My initial connections with social networking were, well, social in nature. I used MySpace to post songs I had written and recorded, and then started using Facebook for posting my thoughts and sharing what was going on in my life. I post YouTube videos as a marketing tool for my guitar building hobby. But through it all, I never really considered the potential of social networking for educational applications. Part of the reason might have been that I've just come off of an extended run of unemployment, and before that I was in a teaching situation that really didn't lend itself to flexibility in what I did in the classroom. Still, the truth is I didn't think about things like building a PLN or open classrooms and the like.

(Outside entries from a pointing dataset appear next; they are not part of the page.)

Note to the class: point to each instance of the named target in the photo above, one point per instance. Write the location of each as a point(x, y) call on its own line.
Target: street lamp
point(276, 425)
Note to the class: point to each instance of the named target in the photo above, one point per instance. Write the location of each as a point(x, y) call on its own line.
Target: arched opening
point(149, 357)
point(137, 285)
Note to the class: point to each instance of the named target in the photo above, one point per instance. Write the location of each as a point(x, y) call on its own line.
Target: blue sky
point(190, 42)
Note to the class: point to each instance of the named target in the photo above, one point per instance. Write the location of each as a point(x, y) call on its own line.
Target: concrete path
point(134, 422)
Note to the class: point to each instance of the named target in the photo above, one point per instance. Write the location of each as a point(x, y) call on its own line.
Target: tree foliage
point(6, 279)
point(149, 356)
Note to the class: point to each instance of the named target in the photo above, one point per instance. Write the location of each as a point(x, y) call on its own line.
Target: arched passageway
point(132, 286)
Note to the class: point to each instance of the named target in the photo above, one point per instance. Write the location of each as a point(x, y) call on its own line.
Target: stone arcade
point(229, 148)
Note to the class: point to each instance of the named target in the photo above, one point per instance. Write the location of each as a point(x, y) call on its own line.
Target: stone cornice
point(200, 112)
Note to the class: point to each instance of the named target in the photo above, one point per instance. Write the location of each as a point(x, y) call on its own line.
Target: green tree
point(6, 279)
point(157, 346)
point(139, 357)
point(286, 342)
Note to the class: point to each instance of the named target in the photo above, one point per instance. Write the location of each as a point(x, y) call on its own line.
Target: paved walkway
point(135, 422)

Now, of course, as a MET student, I think about it all the time, and as I have said on a number of occasions, the possibilities seem limitless. How does one find the social networking sites that serve them best? That is the real conundrum. Sometimes you have to dig through a lot of manure to find the pretty pony.
Among the new social networks I have tried in the last week are two, Classroom 2.0 (classroom20.com) and English Companion (englishcompanion.ning.com), that brought me to the conclusion that you have to hunt for the network that works best for you.
Classroom 2.0 has a lot to offer, but my experience on their site left me feeling disoriented and unfulfilled. It features member pages, forums, groups, and a large archive of podcasts and video from the worldwide virtual conferences it sponsors. It seemed promising at first, but the more I tried to interface with the various offerings, the more I ran into technical difficulties. I had to download Blackboard Collaborate to stream videos, and that was unsuccessful. I found myself chasing from one site to another in a chain of links, each one requiring an additional sign up for membership. And often groups I thought I might find informative were very small and limited or intended only for individuals who were enrolled in a specific course at a specific school. Overall, I came to realize that, while Classroom 2.0 might be an ideal social network for some educators, it wasn't my cup of tea.
When I came to English Companion, I felt like I was home at last. I majored in English and taught high school English and Theatre for several years. I am presently on the staff of a writing lab at a community college, where I help students improve their writing skills and learn to write research papers. At English Companion, everywhere I turned I found information, discussions, and educators who were focused on the same things I am. The groups were much larger than those I saw at Classroom 2.0, and they were specifically aligned to areas that I found interesting and engaging. Groups like "Teaching with Technology," "College Developmental English," and "College Freshman Composition" truly met my needs. They were also easy to access and gave me valuable connections to people who had the experience and skill set to help me. What a great place for me to grow my PLN!
It seems pretty obvious in hindsight, but I don't think I fully realized it until I started digging deep; not every social network is going to be suitable for every educator. Don't be discouraged by the sites that aren't a good fit for you. Keep looking. With all the variety out there, you will find your corner of the digital sky.